The sun began its descent toward the horizon, a little earlier than a few weeks ago, and my swim begins to come alive. First a single bubble over the baited area. Single bubbles turn into patches. They moved inch by inch, giving a clue to where the fish making them, may be heading. It’s a tench no doubt. Nothing else creates bubbles like that. At any one time there could be two or three separate fish sending up plumes of bubbles, signalling quite clearly that they were here, and feeding. But can you catch me, dear angler? As of yet, the answer was no. I’d had no bites; the float only dipping once or twice as a fin glanced the line. Patience was needed. I was sure the bite would come.

Consolation tench

Some time passed before the float sank confidently and I struck into such a powerful fish. It bolted at terrific speed. A line of bubbles ascending from where it had furrowed into the silt. I could almost hear them fizz as they hit the surface. The fish did not stop. Even with the stout persuasion I was giving it. Its progress did come to an end; finding the overhanging branches and roots of a tree. Fish one. Angler nil. And believe it or not, and let me say at this point I’m still at a loss, the same thing happened a further four times. Two made for the tree, one the reeds and one made the lilies its sanctuary. With each loss I was sure ‘that was the last time I’d let that happen’ but evidently the fish had other thoughts. Eventually I did land a fish, two in fact, but much smaller than the ones that got away. With the light now all but gone and the delicate tip of my float hardly visible, I had to leave somewhat defeated, but still glad to have been rewarded with two immaculate green jewels. A return session was in order.

A promising start

A dawn start back in the same swim. This time my baited area was a little further away from the overhanging tree. Maybe it would afford my reflexes that bit more time to steer these ‘steam trains’ away from danger. Straight away I had bubbling and fizzing in the swim. It was alive, and it took just ten minutes for opportunity to turn to success, as the first tench of the day was hooked. I even steered it away from the snags and landed it.
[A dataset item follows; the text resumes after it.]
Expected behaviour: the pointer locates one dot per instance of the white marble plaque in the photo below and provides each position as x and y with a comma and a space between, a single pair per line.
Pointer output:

But this fish did not have the power of the ones I hooked and lost last time. Still, a fish on the bank is worth a swim full of bubbles. The next cast and produced another tench. I had to wait a little longer for this one but again, this fish was not in the same league as the ones from last time. I wonder what they were? They didn’t feel like carp. Certainly not all of them. The greatest draw of angling; the need to find out.

They're getting smaller

Over the next 90 minutes the fish became a little fussy and I missed numerous bites. A combination of finicky feeding and a backlit float made bite detection very hard. I did hook another smaller tench which turned out to be the last if the session. The swim turning utterly lifeless. Just as the sun began its ascent from the horizon. The tench would no doubt be heading for cover. You know, trees, reeds and lilies. There was no way I would be making the mistake of fishing near such things this time.